We are creating an extensive course in developing happy and productive workplaces. Inevitably there is a lot of material out there which may or may not belong to somebody.

On Strengthfinder its easy. You buy the Marcus Buckingham book and get a licence to the online survey.

But how about something like the Social Styles model, originally created by Merrill & Reid in 1981 (Driver, Expressive, Amiable, Analytical). Can one use the communications questionnaire that they publicised in their book. If one has to pay a licence, who to? 

Similarly using the Chimp Paradox idea. By using the ideas that Steve Peters publicised in his book, we are effectively promoting him further. And this is a concept rather than a questionnaire or method.
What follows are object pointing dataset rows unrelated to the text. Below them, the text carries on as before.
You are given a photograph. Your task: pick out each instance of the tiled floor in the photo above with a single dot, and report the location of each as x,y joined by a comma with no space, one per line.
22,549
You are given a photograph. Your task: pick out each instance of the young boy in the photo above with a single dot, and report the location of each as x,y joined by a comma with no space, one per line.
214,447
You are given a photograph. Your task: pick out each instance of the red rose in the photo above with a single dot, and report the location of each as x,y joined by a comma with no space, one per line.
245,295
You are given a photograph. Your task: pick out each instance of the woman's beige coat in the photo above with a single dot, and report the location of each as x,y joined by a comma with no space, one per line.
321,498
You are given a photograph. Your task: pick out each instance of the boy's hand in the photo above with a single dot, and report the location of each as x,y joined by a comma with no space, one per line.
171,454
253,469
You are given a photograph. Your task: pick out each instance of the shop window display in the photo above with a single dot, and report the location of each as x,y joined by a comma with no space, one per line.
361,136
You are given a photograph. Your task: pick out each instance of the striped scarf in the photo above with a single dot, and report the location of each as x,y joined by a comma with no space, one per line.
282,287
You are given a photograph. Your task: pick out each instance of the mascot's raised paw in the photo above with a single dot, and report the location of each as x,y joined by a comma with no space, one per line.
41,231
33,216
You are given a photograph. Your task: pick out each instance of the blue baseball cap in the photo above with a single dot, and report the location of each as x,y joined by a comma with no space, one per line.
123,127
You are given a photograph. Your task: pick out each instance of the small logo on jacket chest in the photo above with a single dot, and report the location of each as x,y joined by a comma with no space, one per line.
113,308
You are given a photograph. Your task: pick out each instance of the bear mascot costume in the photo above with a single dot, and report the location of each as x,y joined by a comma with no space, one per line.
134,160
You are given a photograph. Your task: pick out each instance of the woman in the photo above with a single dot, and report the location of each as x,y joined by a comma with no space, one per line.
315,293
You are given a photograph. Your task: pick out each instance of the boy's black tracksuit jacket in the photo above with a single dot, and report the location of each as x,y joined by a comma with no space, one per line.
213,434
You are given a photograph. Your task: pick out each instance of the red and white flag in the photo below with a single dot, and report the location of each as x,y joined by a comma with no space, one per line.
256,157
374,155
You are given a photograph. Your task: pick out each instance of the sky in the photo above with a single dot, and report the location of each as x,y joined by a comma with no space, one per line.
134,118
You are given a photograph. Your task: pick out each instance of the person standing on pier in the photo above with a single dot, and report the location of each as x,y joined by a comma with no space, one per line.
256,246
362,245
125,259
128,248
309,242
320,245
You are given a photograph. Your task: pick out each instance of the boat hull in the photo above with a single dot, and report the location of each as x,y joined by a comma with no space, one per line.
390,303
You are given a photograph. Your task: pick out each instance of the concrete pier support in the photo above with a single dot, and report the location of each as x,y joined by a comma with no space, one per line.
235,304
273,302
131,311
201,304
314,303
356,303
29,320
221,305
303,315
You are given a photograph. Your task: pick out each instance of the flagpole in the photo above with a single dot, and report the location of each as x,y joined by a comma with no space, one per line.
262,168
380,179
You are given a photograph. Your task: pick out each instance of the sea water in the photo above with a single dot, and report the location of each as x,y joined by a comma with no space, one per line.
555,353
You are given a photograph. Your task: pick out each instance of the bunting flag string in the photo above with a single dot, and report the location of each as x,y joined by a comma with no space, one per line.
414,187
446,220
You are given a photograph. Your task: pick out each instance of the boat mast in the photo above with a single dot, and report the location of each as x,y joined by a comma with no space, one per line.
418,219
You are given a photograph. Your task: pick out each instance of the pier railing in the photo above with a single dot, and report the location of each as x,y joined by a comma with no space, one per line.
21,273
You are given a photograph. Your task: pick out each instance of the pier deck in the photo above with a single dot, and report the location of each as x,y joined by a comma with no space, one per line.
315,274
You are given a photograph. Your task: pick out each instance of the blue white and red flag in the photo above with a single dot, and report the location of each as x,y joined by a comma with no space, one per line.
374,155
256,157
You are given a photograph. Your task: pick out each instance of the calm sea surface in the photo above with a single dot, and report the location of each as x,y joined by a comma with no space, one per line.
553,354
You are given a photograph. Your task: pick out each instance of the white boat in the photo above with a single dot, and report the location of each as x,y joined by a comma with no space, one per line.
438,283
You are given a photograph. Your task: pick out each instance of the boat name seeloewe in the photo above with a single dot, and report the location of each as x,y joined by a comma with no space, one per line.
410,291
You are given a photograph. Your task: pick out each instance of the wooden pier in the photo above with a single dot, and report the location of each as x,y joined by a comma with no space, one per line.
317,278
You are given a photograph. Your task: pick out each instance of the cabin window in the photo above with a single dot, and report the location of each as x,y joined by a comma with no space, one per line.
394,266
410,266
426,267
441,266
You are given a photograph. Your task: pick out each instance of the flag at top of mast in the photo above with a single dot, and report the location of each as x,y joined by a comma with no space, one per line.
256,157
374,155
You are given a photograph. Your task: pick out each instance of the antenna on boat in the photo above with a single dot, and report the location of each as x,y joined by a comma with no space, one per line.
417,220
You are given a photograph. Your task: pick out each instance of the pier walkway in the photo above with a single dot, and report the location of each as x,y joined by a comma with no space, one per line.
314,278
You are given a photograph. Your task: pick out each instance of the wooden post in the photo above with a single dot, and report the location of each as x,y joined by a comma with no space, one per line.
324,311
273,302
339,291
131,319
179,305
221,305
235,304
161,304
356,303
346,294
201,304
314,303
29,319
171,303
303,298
A similar example is Honey & Munford's Learning Styles (though we are not using this one) - I know few people paid any licence or even gave credit, but I also know Honey and Munford weren't happy about this.

So where is the line drawn on copyright in learning? When should one pay a licence fee and when is something effectively in the public domain? And added complication is that we may want to licence the course to others!

2 Responses

  1. Copyright and intellectual

    Copyright and intellectual property is a broad and important area.

    From my limited knowledge I know that you wont be able to copy someone's quizzes for resale in your own courses. It's their IP and not for resale.

    Similarly, you can't copy Steve Peters. You would have to create your own way of expressing his ideas – which would mean not using chimps.

    The grey area is long-time established models such as learning styles but someone specialising in IP law would give a definitive answer.

    Maybe someone on here has already sought similar advice?

  2. Ha. In my experience lawyers

    Ha. In my experience lawyers seldom give definitive answers!